Quality bulbs and well-drained soil are the two most important ingredients to a successful spring garden.
When planting bulbs do groupings-no straight lines-use a drift of color in a mass arrangement.
Maintain a pH level of 6-7 to bring out the true color of flower bulbs.
Do not plant the same type of bulbs in the same spot year after year. Bulbs require crop rotation.
To fertilize bulbs use only mild fertilizer such as lime, bone meal or bulb booster.
In severe winter areas mulch bulbs for extra protection. Remove mulch in spring before bloom time.
Tulips, crocus, muscari, scilla, snowdrops and hyacinths require 6-10 weeks of cold before blooming.
Crocus and daffodil do not need to be dug up every year.Tulip bulbs should be dug up every two to three years. Plant them in the fall.
When planting bulbs do groupings-no straight lines.
Right Plant. Right Place.
Don’t cut the green part of the plants. Just deadhead the blooms.
Over watering is worse than under watering. It is easier to revive a dry plant than try to dry out drowned roots.
Perennials don’t like wet feet. Plant in soil that drains well.
Divide fountain grasses in the spring.
Ornamental grasses, day lilies and hostas: divide and separate, so you don’t get a “doughnut”, dead in the middle look.
Dig glad bulbs in fall before winter unless planted close to house.
Use pine needles/pine straw-these help put acid in the soil and protects your plants.
Use porous soaker hose around plants and then put mulch on top. Plants like a drink from the bottom, not on the top of the flowers or leaves.
To keep hydrangea heads from drooping or wilting after cutting stem at an angle, dip end in alum before putting the hydrangea in a fresh vase of water. Alum can be found in the grocery in the spice aisle.
Vegetables & Herbs
Spray vegetables targeted by caterpillars with onion juice. Grate an onion and mix with water, then spray down your veggies.

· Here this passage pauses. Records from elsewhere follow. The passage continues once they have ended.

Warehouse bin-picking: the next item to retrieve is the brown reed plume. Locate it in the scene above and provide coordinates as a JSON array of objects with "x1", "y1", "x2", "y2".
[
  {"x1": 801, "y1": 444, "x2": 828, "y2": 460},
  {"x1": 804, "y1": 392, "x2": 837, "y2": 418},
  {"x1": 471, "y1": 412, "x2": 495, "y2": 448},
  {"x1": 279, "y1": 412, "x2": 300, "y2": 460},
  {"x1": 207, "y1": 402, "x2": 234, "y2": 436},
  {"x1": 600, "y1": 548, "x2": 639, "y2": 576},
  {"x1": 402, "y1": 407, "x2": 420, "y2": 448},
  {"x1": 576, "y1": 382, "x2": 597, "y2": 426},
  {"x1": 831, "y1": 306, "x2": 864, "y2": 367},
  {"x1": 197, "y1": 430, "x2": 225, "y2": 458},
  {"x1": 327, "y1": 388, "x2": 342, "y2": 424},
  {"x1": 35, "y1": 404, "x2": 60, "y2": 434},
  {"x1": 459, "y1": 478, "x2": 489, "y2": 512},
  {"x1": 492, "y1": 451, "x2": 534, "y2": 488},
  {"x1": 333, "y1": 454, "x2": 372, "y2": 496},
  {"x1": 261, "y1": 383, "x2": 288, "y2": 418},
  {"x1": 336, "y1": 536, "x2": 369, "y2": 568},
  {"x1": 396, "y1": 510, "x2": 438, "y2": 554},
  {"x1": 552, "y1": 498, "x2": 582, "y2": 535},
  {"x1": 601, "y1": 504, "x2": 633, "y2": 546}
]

Eggshells will decompose quickly and add calcium to the soil as they break down. Add a handful of crushed eggshells to bottom of tomatoes, peppers and eggplant. These crops are susceptible to blossom end rot caused by calcium deficiency.
Plant pungent herbs such as rosemary and sage to keep cats out of a garden bed.
To prevent dirt under your nails while gardening, draw your fingernails across a bar of soap so dirt can’t collect beneath them. Use a nailbrush to remove the soap and your nails will be sparkling clean.
Put a few drops of vegetable oil in your birdbath water to stop mosquitoes from breeding. The oil forms a film over the surface of the water so mosquitoes cannot lay eggs but it won’t bother the birds.
Clean bird feeders periodically with a 10% bleach and water solution to prevent spread of diseases.